She shrugged. “He taken out. That’s six, eight months ago.”
“What’s your name, girl?”
‘I’m Pennywell Farman.”
“Pennywell, I’ve got no money to speak of. I can’t send you nowhere, but we might get you to that Em Talon. She might like to have somebody to he’p out now and again.”
“We’d never get in. She’ll shoot you, mister. These folks been after her place, and she’ll let nobody close.”
My eyes taken a look around that room and nobody seemed to be paying us no mind. All the same, I knew they were trying to listen and that they hadn’t forgotten us. Pennywell went to spooning soup, and I gave thought to the fix she was in.

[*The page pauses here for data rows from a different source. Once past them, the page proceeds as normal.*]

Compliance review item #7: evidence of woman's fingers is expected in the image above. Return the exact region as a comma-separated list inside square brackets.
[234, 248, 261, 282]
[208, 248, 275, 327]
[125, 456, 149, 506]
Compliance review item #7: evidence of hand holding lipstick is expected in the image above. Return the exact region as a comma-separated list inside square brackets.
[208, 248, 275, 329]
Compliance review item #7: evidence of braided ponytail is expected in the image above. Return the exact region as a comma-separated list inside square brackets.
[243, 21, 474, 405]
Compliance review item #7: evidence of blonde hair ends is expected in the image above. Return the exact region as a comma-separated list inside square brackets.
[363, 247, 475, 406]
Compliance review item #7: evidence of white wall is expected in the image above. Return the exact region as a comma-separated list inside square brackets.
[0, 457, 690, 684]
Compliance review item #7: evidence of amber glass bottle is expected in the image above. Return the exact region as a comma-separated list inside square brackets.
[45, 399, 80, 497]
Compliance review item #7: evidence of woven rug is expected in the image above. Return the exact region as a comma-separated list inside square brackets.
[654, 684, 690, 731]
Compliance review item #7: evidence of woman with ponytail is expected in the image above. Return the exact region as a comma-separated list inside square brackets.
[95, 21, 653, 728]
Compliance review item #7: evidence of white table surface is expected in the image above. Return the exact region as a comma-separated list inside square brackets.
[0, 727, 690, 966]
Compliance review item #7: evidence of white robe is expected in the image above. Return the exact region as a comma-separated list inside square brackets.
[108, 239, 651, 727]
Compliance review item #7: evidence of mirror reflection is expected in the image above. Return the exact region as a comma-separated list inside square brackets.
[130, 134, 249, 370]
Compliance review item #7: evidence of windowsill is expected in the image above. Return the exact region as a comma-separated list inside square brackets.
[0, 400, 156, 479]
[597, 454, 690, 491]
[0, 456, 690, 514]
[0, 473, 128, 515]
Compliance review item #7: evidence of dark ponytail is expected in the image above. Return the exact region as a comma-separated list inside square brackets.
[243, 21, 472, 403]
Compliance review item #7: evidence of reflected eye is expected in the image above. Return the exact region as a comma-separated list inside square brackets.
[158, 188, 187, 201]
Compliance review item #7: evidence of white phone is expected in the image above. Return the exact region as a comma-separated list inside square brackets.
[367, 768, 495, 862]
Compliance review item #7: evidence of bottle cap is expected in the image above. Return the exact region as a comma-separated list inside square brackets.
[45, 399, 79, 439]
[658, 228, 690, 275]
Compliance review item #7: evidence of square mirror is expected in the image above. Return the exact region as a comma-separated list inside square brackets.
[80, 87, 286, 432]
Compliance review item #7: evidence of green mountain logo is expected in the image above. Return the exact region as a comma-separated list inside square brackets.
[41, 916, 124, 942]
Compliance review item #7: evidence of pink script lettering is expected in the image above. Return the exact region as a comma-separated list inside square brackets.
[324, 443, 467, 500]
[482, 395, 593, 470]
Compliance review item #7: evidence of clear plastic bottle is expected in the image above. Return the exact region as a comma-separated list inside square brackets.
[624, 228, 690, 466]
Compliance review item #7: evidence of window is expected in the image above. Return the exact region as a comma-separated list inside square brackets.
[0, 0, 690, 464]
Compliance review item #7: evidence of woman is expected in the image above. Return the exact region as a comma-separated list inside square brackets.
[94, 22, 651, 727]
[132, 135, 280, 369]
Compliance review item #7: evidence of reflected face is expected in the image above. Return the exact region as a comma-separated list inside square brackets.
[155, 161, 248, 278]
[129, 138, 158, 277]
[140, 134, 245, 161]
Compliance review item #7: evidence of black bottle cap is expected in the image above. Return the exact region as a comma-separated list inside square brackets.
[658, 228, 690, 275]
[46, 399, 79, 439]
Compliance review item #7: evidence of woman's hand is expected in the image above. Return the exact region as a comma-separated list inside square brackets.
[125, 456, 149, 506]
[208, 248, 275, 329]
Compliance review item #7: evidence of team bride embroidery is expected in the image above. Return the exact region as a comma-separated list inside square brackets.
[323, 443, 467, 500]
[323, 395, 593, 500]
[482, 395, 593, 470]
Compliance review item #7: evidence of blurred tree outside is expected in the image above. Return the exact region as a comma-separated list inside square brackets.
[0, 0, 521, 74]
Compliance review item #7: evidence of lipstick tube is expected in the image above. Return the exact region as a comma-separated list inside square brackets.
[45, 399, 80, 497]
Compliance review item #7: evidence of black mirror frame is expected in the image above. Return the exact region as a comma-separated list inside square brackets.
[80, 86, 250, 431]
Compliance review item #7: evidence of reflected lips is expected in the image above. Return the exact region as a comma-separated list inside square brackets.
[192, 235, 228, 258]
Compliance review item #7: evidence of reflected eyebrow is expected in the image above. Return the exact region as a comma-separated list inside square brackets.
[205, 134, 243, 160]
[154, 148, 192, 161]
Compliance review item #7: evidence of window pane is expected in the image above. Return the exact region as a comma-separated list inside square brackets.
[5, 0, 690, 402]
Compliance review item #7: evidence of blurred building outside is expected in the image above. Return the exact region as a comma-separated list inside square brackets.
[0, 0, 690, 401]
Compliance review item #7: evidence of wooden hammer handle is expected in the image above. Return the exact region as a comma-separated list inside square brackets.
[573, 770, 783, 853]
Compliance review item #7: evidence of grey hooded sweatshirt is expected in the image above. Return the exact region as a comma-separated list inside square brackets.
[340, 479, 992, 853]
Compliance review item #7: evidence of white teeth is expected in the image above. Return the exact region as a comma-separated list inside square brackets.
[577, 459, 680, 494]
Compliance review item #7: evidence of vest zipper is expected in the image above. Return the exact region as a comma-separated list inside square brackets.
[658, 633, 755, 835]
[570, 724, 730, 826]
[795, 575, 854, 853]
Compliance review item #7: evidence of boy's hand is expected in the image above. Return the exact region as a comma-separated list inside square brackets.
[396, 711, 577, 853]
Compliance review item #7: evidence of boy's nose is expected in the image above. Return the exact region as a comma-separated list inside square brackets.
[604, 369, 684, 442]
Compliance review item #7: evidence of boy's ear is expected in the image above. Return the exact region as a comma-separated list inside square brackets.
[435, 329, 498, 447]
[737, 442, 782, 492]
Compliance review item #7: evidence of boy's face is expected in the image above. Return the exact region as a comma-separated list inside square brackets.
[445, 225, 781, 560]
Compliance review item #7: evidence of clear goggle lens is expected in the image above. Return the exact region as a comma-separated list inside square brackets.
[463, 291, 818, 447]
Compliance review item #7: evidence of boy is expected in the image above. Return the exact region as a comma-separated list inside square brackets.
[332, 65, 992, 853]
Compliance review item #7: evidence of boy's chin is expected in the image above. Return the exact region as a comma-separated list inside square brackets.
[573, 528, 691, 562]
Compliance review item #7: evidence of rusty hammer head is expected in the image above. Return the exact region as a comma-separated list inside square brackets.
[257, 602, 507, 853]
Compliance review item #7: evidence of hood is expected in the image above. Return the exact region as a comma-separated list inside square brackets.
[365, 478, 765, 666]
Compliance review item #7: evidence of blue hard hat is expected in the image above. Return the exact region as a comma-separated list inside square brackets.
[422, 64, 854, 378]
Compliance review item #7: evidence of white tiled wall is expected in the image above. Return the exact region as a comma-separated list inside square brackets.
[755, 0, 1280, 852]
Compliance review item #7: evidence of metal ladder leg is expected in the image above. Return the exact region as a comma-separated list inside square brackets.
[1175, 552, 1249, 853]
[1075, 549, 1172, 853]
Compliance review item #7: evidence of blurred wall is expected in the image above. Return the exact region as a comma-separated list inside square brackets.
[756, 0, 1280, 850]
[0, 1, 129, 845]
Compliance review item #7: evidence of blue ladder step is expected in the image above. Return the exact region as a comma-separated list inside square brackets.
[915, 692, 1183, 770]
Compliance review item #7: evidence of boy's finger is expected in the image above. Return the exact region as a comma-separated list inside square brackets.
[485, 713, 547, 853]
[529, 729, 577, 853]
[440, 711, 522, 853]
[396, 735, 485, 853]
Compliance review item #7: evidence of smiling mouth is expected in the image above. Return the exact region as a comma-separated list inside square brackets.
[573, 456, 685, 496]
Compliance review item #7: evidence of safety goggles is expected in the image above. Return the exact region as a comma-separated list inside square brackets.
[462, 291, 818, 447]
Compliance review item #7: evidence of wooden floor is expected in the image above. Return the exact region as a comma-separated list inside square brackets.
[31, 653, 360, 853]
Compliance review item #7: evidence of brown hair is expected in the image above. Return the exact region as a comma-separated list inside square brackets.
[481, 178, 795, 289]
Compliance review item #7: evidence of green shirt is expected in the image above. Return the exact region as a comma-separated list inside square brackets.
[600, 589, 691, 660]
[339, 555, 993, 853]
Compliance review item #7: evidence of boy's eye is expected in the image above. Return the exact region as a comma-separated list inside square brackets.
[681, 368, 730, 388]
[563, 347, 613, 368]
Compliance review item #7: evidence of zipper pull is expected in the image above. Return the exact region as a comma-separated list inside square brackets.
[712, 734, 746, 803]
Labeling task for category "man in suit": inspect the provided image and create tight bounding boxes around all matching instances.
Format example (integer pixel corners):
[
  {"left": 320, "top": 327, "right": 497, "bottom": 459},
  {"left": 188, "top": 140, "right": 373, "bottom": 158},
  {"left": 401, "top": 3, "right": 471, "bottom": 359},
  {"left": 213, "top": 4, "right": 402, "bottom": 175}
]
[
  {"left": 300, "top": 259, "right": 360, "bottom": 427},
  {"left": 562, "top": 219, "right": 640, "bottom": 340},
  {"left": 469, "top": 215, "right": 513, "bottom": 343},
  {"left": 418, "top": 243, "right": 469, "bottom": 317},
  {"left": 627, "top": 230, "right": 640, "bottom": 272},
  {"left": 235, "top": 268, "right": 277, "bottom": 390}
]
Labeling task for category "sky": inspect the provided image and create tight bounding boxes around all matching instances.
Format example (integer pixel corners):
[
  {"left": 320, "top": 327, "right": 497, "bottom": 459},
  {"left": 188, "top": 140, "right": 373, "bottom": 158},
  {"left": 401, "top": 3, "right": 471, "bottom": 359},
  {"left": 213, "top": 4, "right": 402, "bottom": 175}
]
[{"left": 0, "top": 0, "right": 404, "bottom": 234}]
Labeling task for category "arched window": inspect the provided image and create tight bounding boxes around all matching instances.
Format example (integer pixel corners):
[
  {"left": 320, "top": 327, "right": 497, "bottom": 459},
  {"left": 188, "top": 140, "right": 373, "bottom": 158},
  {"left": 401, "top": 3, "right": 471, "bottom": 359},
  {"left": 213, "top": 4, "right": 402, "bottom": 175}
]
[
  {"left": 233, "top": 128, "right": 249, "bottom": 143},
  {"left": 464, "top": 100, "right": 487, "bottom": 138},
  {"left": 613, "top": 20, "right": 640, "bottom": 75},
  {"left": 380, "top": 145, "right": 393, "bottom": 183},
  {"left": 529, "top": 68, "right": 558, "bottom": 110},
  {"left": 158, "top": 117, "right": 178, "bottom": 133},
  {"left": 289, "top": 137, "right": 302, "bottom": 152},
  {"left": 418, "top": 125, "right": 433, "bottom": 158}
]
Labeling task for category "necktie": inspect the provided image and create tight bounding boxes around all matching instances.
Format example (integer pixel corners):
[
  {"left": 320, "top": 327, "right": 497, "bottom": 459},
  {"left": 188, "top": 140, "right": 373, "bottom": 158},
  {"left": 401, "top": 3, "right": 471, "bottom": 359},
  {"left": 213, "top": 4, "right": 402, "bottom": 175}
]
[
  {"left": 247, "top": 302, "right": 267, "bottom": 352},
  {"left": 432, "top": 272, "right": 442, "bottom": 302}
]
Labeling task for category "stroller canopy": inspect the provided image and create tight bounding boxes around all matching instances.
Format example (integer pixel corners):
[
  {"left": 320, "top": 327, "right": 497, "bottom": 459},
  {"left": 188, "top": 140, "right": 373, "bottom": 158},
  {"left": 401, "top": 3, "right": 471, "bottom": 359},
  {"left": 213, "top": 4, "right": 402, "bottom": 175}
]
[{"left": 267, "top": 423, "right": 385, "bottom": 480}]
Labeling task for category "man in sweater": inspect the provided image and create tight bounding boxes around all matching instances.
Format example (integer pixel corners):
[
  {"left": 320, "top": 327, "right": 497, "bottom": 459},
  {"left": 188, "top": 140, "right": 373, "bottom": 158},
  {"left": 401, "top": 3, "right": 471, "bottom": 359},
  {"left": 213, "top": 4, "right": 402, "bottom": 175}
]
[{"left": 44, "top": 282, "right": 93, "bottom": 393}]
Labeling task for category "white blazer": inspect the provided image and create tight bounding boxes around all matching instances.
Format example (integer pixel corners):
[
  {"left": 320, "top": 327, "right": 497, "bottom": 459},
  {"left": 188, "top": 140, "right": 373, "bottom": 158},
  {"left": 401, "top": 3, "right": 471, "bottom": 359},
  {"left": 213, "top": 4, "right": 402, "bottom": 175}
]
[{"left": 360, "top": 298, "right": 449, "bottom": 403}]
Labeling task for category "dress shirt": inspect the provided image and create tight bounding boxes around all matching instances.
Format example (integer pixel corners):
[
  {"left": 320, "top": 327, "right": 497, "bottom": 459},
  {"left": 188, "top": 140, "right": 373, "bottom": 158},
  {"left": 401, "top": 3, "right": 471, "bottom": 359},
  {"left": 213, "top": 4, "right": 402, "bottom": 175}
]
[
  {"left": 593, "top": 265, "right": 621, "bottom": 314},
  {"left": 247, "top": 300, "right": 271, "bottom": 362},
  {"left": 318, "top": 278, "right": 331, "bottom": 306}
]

Me, I was a drifting man, and there was nothing around here I wanted. Right now I was figuring on wintering in Brown’s Hole. I had to get shut of this girl and leave her some place she’d be safe.
I’d no idea of taking Flanner’s offer. That was just a mite of stalling to get trouble off my back until I could get my horse rested and a meal in me. Seemed our only chance was that old lady yonder.
“Pennywell, when that cowhand was a-talkin’ to your pa, what were you doin’?”
“Sleeping.”
“Now, Penny, if I’m to help you, you got to help me. I don’t figure to get myself killed, and it might be you could help that old lady. Don’t you recall what that cowhand said about that trail through the back?”
She gave me a long, thoughtful look. “I think you’re a good man, Mister Logan, or I’d say nothing. I think maybe I could find that trail if you’d help.”
Suddenly the outer door burst open and a big man stood framed in the doorway. Len Spivey turned to look, then began to grin.
“Lookin’ for your girl, Spud? There she is … with that stranger.”
When that door opened I recognized trouble. That big man was surely on the prod and he came into the room like he figured to smash everything in sight. He was big, he was wet, and he was hoppin’ mad.
“You, there! What d’you mean runnin’ off with my rig? I got a notion to see you jailed for stealin’ horses. You git up out o’ there an’ git back to the buckboard. Soon’s I have a drink we’ll be drivin’ back home. What you need is a taste of the strap!”
“I quit!” Pennywell said firmly. “I went to care for your children, Spud Tavis, and to cook for them and you, but that was all, and you knowed it. You got no right to come after me thisaway!”
“By the Lord Harry, I’ll show you what!”
“You heard the lady,” I said mildly. “She’s quit you. You’re no kin to her an’ you’ve got no rights in the matter, so leave her alone.”
He reached for the girl and when he did I just kind of slapped his arm away. It caught him unexpected and spun him so’s he had to take a step to keep balance.
He caught himself, his features flushed with anger, and turned on me. He had a big, thick, hairy fist and he drew it back to throw a punch, but as he stepped forward there was an instant when his foot was off the ground and I let go with a sweeping, sidewise move of my foot that swept his foot over and up. He staggered and fell, hitting the floor with a bump.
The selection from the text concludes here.